French politicians fell over themselves to put out a tough “law and order” message. Interior minister, Gérald Darmanin, noted that, “It’s the republic that will win, not the rioters”, language, dripping with vulgar jingoism, that was clearly intended as a coded message of a “civilised” republic under threat from foreign “barbarians”. Darmanin later made the extraordinary statement: “Police violence doesn’t exist.” The right-wing head of the French Senate, Bruno Retailleau, also condemned second- and third-generation French migrants’ behaviour, in racist terms, as “regression towards their ethnic roots”.
Not to be outdone, two of France’s police unions described rioters as “vermin” and “savage hordes” with whom they were “at war”. The ill-disciplined French police appear to have inherited the colonial policing culture of the savage Algerian war (1954-1962) when torture and wanton murder of innocent civilians was widespread. The highly militarised police – long cited for human rights abuses and discriminatory behaviour by the European Court of Human Rights, the UN, Amnesty International, Human Rights Watch, and a plethora of domestic civil rights organisations – responded characteristically to the rioters with armoured personnel carriers, helicopters, stun grenades, and projectiles.
A 2017 law making it easier for the police to use their weapons without necessarily having to justify it on the basis of self-defence, has virtually given the French police a sense it has a licence to kill. The country’s police have also been criticized for using excessive force against gilet jaunes (yellow vest) and anti-pension reform protesters.
Further, it is important to note that 41 per cent of the French population – a staggering 13 million people – voted for the openly racist, anti-immigration, far-right Marine Le Pen in last year’s presidential election. Parts of the mainstream French media are also guilty of criminalising black and brown people in their reporting. Many supposedly progressive French academics often condone police brutality against foreigners.
In stark contrast to the prejudiced narratives of many Gallic politicians and police, scores of French civic groups and left-wing politicians have demonstrated more understanding and sympathy for the plight of oppressed communities.
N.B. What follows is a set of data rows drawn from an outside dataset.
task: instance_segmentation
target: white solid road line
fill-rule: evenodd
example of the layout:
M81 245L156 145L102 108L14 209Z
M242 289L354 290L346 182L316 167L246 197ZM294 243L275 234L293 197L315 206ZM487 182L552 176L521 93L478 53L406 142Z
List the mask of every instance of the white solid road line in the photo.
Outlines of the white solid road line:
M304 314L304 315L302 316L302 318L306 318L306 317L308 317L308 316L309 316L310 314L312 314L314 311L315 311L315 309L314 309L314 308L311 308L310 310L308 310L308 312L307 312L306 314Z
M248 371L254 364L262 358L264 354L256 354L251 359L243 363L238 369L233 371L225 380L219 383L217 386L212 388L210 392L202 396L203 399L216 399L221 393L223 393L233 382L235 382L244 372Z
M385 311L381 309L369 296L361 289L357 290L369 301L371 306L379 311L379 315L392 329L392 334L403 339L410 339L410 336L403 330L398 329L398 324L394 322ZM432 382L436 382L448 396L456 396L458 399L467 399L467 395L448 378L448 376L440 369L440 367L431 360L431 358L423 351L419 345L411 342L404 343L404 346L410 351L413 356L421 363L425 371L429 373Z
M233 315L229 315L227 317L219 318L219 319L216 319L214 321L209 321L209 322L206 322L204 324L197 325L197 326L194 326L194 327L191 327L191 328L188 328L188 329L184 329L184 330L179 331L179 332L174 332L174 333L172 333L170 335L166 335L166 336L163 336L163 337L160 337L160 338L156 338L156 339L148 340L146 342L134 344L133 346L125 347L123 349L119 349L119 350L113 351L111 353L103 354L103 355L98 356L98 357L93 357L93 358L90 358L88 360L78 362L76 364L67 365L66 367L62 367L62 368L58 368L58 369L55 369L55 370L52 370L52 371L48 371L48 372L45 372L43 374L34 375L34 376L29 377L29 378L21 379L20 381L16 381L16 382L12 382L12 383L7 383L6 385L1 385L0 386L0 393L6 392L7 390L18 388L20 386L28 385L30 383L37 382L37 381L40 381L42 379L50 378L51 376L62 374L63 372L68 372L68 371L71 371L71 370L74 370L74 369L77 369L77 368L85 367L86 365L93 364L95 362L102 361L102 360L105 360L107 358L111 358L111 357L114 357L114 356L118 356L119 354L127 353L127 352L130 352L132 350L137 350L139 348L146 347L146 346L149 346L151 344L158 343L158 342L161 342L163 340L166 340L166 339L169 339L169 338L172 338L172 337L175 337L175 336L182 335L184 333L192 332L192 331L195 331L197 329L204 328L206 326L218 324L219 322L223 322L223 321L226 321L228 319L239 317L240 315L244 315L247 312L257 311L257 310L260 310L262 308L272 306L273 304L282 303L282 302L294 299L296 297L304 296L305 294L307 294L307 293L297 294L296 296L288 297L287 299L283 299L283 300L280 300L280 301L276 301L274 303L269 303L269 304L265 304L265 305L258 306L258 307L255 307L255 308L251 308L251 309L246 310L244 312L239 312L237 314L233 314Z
Almost 100 trade unions, associations, and left-wing parties – including the Greens, and Unbowed France - marched in solidarity to demand police reforms after Nahel’s killing. Civil society groups, such as SOS Racisme, the Mother’s Front, and Community House for Solidarity Development, have gallantly fought for concrete reforms, such as establishing an independent investigative body and conducting an independent audit of police racism.
The fundamental problem of the French social model is that it insists on the myth of imaginary “universalist” values in which it bans the collecting of any race-based data, while pretending that racism does not exist. This is despite voluminous research showing the ever-widening gulf between down-trodden Maghrebi and black populations, and the rest of society. France insists on a “colour blind” society and derides Anglo-Saxon “multiculturalism”, but has ended up entrenching institutional racism and turning politically invisible and culturally marginalised black and brown minorities into second-class citizens. Its assimilationist policies have clearly proved counter-productive, as many minority communities continue to reject a mainstream culture that many feel have criminalised them and stripped them of their dignity and humanity. These events clearly demonstrate that the French model of citizenship is completely broken.